Sobre una cierta libertad

Ahora, cuando todo el mundo se plantea apasionadamente el problema de la libertad, no carecería de interés preguntarnos por el sentido de esta palabra. El siglo XIX ha pregonado la libertad individual y ha concedido numerosos derechos al pensamiento y a los instintos individuales. De hecho, una definición de la libertad de acuerdo con el espíritu del siglo pasado podría ser ésta: la participación del individuo en el mayor número posible de derechos. Se era libre para creer o no creer en Dios, porque se había conquistado el derecho a la libertad religiosa. Se era libre para divorciarse, porque se habían conquistado ciertos derechos relacionados con la vida conyugal. Se era libre para pensar cualquier cosa, porque se había conquistado el derecho a la libertad de conciencia. Y un largo etcétera.

Se comprende fácilmente que esta libertad de tipo contractual poco o nada tiene que ver con el problema de la libertad en sí. Se trata de un número limitado de derechos, conquistados gradualmente; derechos muy agradables y útiles, pero que no implican, en absoluto, la libertad del individuo. Ser libre significa, ante todo, ser responsable ante la propia conciencia. Eres libre en relación con tu vida; es decir, cada acto que realizas te implica; tienes que dar cuenta de él. La participación en los derechos, sin embargo, no te implica para nada; es una «libertad» exterior, automática; es como un permiso de libre circulación por la vida civil y particular. No arriesgas nada beneficiándote de él; no te implica ni moral ni socialmente.

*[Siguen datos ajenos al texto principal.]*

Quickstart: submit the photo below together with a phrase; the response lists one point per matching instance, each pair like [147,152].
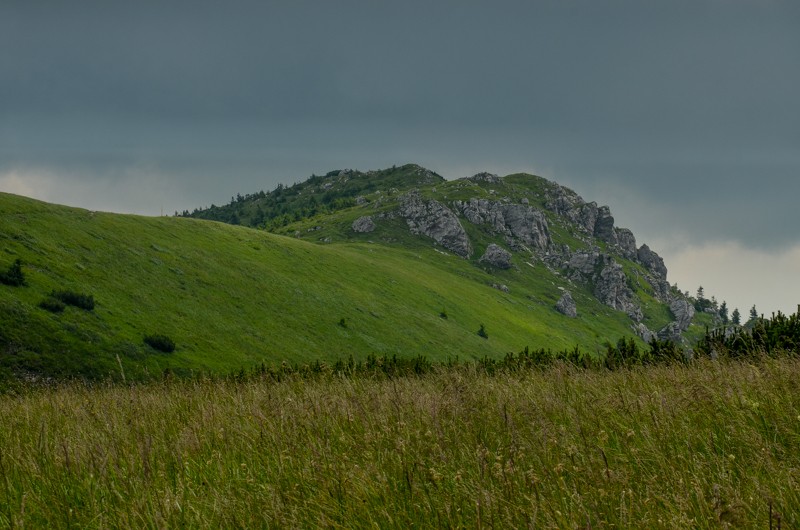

Parémonos a pensar, por un momento, en lo que significaría un hombre realmente libre, en el verdadero sentido de la palabra. Se trataría de un hombre capaz de responder con su propia vida de cada acto que realiza. No puedes ser libre si no eres responsable: la verdadera libertad no implica «derechos», porque los derechos te son otorgados por otros y no te implican en absoluto. Solamente eres libre cuando respondes de cada acto que realizas. Grave responsabilidad, ya que se trata de tu propia vida, que puedes perder (es decir, puedes fracasar) o que puedes hacer fructificar (es decir, puedes crear). Al margen de estos dos polos —el fracaso o la creación— no alcanzo a ver qué otro sentido podría tener la libertad. Eres libre, es decir, eres responsable de tu propia vida: la puedes echar a perder o la puedes realizar; te conviertes en un autómata y un fracasado o en un hombre vivo y entero.

Las épocas que han ignorado este sentido de la libertad han producido el índice mayor de fracasados. Es lo que ha ocurrido con el siglo XIX, que ha promovido una libertad exterior, sin responsabilidad y meramente contractual. En este sentido, por paradójico que pueda parecer, la Edad Media conoció una mayor libertad. Los hombres de la Edad Media vivían más responsablemente, más cabalmente; cada acto de su vida les implicaba; podían perderse o salvarse (salvación o perdición en su sentido cristiano).

El miedo a la responsabilidad ha obligado al hombre moderno a renunciar a la libertad para tener más derechos. Pero lo único que merece la pena conservar de todas las «libertades» conquistadas, desde la Revolución francesa hasta ahora, es el derecho a ser libre. Derecho del que casi nadie sabe sacar provecho. Porque realizar actos no sancionables no significa ser libre.